CHAPTER 43


No

I need to do something-to save something from the shed to prove that George was a skinwalker. If only they would move away, but they stand watching.

I grab my cell phone. Call Frey. Whisper to send Kayani and the fire department.

Does the Navajo Nation have a fire department?

I guess I'll find out.

I need a distraction. I can pull out some boards in back but I can't do it quietly.

A siren. Good.

Kayani only five miles away must be screeching toward us. George and his wife exchange astonished glances. Not hard to read their expressions. How could anyone get here so quickly?

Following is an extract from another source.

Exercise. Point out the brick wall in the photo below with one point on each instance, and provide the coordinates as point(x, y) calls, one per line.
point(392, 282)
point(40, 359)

George runs back to the car with the gas can. His wife stares at the shed as if willing it to burn faster. I don't wait any longer. I remember where the blowgun hung from the wall. I find the place, rip out the boards with my hands and fingernails. A section comes away. The blowgun still hangs from its nail. I snatch it and the bone charms in their pottery jar. The one that held ash has already burst from the heat.

I glance up to find George's wife staring at me. She raises a hand and waves some kind of feather stick at me, shrieking.

But vampire has already taken over. To the woman, I become a blur, too fast for her to follow, even with her eyes.

Her shriek continues to follow me. It hangs in the air until it's cut off abruptly. I watch from the Jeep. Kayani has arrived at the house. He grabs a garden hose but the hole I tore in the side of the shed has only accelerated the burning. The meager trickle of water from the hose does nothing. Finally, he drops it on the ground and the three stand helplessly as the shed burns to the ground.

Only the eyes of George's wife are not on the shed. They scan the dark, try to penetrate the shadows. She searches for me.

MY CELL PHONE TRILLS. I SNATCH IT OUT OF MY pocket.

"Gus." It's Kayani. "Cancel the fire call. It was a shed on George Long Whiskers's property. It's gone. No need to waste water. Send everyone home."

He clicks off. I watch as he leads George and his wife into the house. Lights go on, and I take the hint. I start the Jeep and head back to Frey's.

IT'S TWO HOURS BEFORE KAYANI REJOINS US AT Frey's. His first words to me are, "Please tell me you got something out of the shed."

We're on the porch. I reach to the floor and pick up the blowgun and pottery jar.

His shoulders drop with relief. He picks up the blowgun gingerly by the end and uses a plastic evidence bag he took from a jacket pocket to handle the jar. "I'll lock these in the car."

We wait for him to rejoin us. He lifts his nose. "Is that coffee I smell?"

Frey and I both lift mugs. "John-John and I had time on our hands this afternoon," Frey says, his tone as pointed as a jabbing finger. "We went shopping at the trading post. There's a pot on the stove."

Kayani wastes no time helping himself.

Frey waits for him to lean his butt against the railing and take an appreciative pull before jumping in. "What now?"

I shake my head. "I wish I could say I got away with the blowgun clean, but George's wife saw me. She shrieked like a banshee and waved some feather thing at me."

Kayani puts his mug down on the rail. "She did?"

"Does that mean something?"

Excitement lights his eyes. "It means she's probably a witch, an 'ant'įį ̨ihnii. She may be the one who initiated George into the witchery way. It is thought only childless women become witches, and she is childless."

"Is she powerful?"

"Together they could be formidable."

Frey stirs impatiently, "So where does that leave us?"

"If she describes Anna to George and he connects you to Frey and John-John-"

"Which I'm sure she will. George knows I'm a v-"

I catch myself. Kayani frowns. "You're a what?"

I look over at Frey. He gives me an "it's your decision" raise of the eyebrows.

I lean back in the porch chair, putting a little more distance between Kayani and myself. "I'm a vampire."

Kayani snickers the kind of snicker that usually precedes, "You're kidding, right?"

But the seriousness in my face stops him. That and the fact that Frey has not challenged the claim.

I see the doubt and suspicion build in his eyes. Trust and comradeship evaporate. He glares at Frey. "You knew she was a vampire? You brought her to your son's home?"

An echo of Sarah's condemnation. Frey replies in the same heated way with many of the same words. I tune it out. Kayani will have to come to his own conclusions. I rise abruptly, "I'll be inside when you decide what to do."

I pour myself another cup of coffee, glance at the clock. It's almost dawn. Frey has only given us twenty-four hours to solve the smuggling problem and we are not any closer to a solution than we were twelve hours ago.

Maybe going to George and letting vampire convince him to come clean is the best plan after all. It would keep Kayani and Frey clear and John-John safe.

And if George isn't involved in the counterfeiting, what then? He still has the deaths of Sarah and Mary to answer for.

Kayani will just have to pursue the criminal investigation on his own.

Without George, who will most likely be dead.